Resilience Engineering at LinkedIn with Project Waterbear

Bhaskaran Devaraj

Founder @ AI Stealth Startup

November 10, 2017

Coauthors: Bhaskaran Devaraj and Xiao Li

Over the last several years, many companies have discussed ways to improve the resiliency of their services and infrastructure. Many projects, like Netflix’s Simian Army, have spawned open source projects that have been adopted by other companies. Other discussions about resilience engineering focus on cultural and process-driven approaches to making teams more aware and responsive to potential problems before they happen.

At LinkedIn, SREs have been working cross-functionally with service owners and their teams on a project we dubbed “Waterbear” (after the nickname for the tardigrade, a notoriously resistant creature that can survive, among other places, in the vacuum of space). Think of Waterbear as providing “application resilience” as a service; SRE teams own the domain and the problem. As SREs, we measure, analyze, and provide best practices to help improve the resilience of each application for the application owners and engineering teams.

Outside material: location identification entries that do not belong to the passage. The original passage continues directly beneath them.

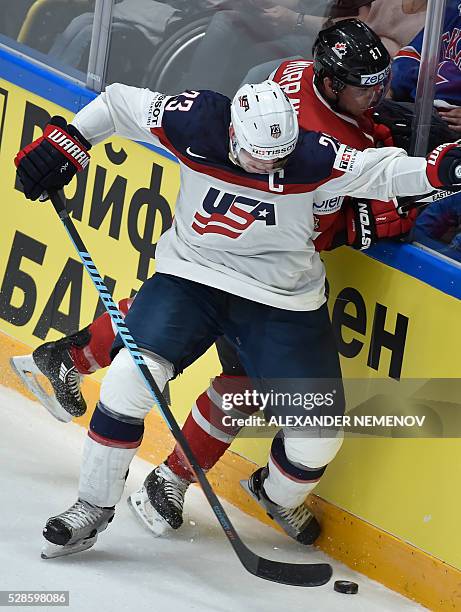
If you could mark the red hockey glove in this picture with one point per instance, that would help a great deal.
(51, 161)
(368, 221)
(444, 166)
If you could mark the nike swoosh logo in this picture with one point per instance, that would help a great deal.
(189, 152)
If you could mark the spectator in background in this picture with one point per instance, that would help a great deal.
(395, 21)
(252, 32)
(439, 225)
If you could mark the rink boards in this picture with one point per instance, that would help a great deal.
(396, 315)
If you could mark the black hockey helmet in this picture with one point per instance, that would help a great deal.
(350, 53)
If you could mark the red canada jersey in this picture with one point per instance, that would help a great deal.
(296, 78)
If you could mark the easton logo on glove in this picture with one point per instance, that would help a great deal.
(68, 146)
(368, 221)
(444, 165)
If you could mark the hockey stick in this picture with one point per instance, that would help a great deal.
(407, 203)
(306, 574)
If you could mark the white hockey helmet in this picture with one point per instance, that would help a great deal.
(264, 121)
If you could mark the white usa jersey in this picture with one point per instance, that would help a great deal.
(247, 234)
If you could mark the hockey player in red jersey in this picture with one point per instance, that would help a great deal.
(333, 97)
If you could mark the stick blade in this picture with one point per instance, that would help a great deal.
(294, 574)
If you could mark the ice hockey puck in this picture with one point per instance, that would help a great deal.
(346, 586)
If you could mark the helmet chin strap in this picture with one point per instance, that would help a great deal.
(234, 149)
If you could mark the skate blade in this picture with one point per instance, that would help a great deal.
(27, 370)
(51, 551)
(152, 521)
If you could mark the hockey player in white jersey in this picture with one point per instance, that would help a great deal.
(238, 261)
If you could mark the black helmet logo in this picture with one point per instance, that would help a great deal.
(276, 132)
(340, 49)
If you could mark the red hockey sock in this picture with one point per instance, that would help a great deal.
(96, 354)
(207, 450)
(208, 437)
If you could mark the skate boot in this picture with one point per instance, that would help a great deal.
(297, 522)
(54, 360)
(76, 529)
(159, 502)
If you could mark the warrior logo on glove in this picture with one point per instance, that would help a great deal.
(51, 161)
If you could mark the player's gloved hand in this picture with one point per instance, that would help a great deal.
(444, 166)
(51, 161)
(368, 221)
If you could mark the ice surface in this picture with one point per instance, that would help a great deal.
(129, 570)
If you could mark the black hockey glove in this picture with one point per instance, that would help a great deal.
(51, 161)
(444, 166)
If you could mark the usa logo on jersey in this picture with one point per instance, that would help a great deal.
(231, 215)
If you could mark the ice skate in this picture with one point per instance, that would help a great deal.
(75, 530)
(158, 505)
(298, 523)
(54, 361)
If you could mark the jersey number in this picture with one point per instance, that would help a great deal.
(182, 105)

What follows is an outline of the problems Waterbear addresses, our approach to addressing those problems, and an overview of the systems and processes we implemented. The goal of this post is to share our lessons learned with the broader SRE community and contribute to the discussion about resilience engineering approaches in the broader technical community.

Waterbear: A holistic resilience engineering approach

For our internal “hierarchy of needs,” having a site up and secure is the foundation on which all other services at LinkedIn must be built. From multiproduct development to the API-driven approach of our internal microservices, the other levels of our hierarchy pyramid enable us to do amazing things with feature mobility, rapidly scaling out new services, etc. But as LinkedIn has scaled and grown, this increased complexity has also brought with it more interdependency, an increasing number of points of failure, and new failure domains. As SREs, we understand that with complexity, failure is inevitable. One of the things we work to do is to limit those failures.

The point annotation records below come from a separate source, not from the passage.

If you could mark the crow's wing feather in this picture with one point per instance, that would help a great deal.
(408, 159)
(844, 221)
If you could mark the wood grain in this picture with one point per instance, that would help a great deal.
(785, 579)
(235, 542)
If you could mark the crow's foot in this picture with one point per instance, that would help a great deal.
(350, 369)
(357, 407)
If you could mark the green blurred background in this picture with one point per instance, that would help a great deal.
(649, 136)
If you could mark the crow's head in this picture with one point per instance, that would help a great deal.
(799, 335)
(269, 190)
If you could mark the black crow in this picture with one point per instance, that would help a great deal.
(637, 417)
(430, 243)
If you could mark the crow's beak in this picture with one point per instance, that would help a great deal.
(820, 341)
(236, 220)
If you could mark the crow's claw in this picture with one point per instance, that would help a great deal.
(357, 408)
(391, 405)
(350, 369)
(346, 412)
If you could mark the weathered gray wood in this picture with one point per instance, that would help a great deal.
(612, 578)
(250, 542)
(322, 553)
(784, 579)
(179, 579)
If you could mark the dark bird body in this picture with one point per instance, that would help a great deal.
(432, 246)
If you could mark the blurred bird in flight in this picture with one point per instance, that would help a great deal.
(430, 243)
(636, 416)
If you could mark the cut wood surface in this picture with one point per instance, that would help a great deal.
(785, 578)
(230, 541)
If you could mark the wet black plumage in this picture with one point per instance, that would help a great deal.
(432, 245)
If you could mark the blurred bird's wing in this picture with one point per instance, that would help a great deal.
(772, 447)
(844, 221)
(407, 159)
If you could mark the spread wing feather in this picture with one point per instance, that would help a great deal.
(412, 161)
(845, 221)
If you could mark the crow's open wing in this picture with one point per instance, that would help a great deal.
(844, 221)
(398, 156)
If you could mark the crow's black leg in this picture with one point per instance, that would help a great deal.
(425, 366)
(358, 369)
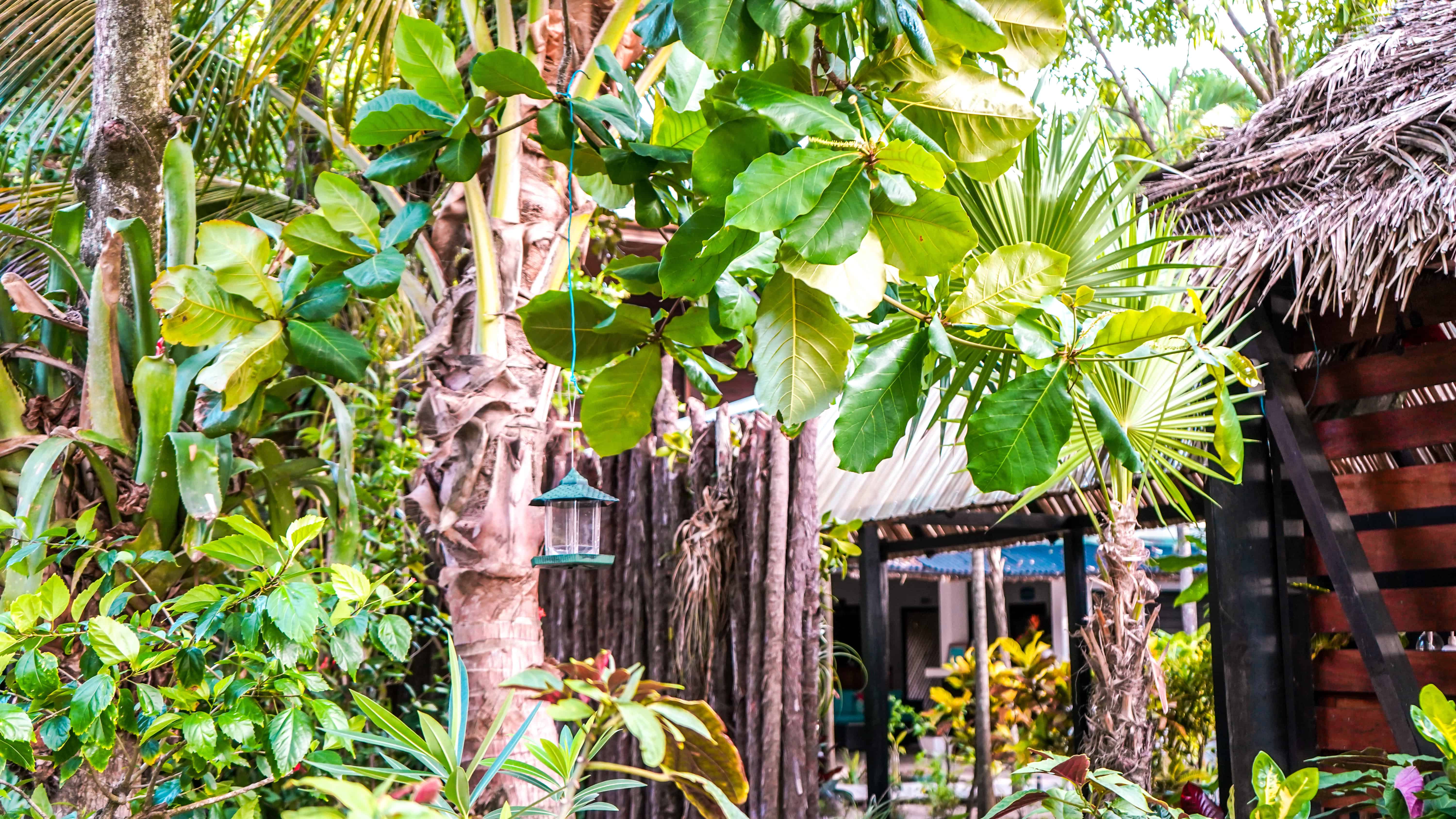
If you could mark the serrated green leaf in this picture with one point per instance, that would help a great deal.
(1002, 283)
(426, 60)
(777, 190)
(925, 239)
(240, 255)
(247, 361)
(617, 412)
(197, 312)
(880, 399)
(802, 350)
(1017, 434)
(507, 73)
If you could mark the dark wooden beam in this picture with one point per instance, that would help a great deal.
(1329, 521)
(874, 613)
(1074, 562)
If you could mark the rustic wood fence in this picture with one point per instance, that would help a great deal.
(717, 587)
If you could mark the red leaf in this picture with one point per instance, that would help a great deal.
(1075, 770)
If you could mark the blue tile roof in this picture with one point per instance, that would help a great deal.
(1029, 559)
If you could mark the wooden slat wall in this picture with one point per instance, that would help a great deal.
(1348, 713)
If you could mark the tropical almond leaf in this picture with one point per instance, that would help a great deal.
(903, 156)
(197, 312)
(836, 225)
(426, 59)
(245, 363)
(617, 412)
(719, 31)
(1001, 283)
(509, 73)
(1036, 31)
(328, 350)
(777, 190)
(238, 255)
(802, 351)
(880, 399)
(794, 113)
(927, 238)
(858, 283)
(970, 114)
(1132, 329)
(1017, 434)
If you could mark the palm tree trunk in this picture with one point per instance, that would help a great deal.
(1120, 735)
(122, 175)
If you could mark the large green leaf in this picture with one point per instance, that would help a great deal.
(328, 350)
(245, 363)
(1131, 329)
(794, 113)
(347, 209)
(966, 22)
(507, 73)
(903, 156)
(378, 277)
(197, 312)
(857, 283)
(290, 732)
(726, 153)
(924, 239)
(700, 252)
(1014, 438)
(777, 190)
(719, 31)
(312, 236)
(240, 255)
(1036, 31)
(836, 225)
(970, 114)
(617, 412)
(802, 350)
(685, 130)
(426, 60)
(394, 124)
(880, 399)
(548, 325)
(1001, 283)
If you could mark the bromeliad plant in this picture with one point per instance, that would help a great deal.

At the outset, Waterbear had several design goals:

Making sure we were running on a resilient cluster of resources
Creating or maintaining robust infrastructure for our services
Handling failures intelligently
Gracefully degrading when required
Increasing SRE happiness by designing self-healing systems

While this seems like an extensive list of requirements, we felt like anything else would fall short of our ambition to build a resilient system not just LinkedIn’s for present but also for the company’s future. In short, we felt that it was the only way to scale.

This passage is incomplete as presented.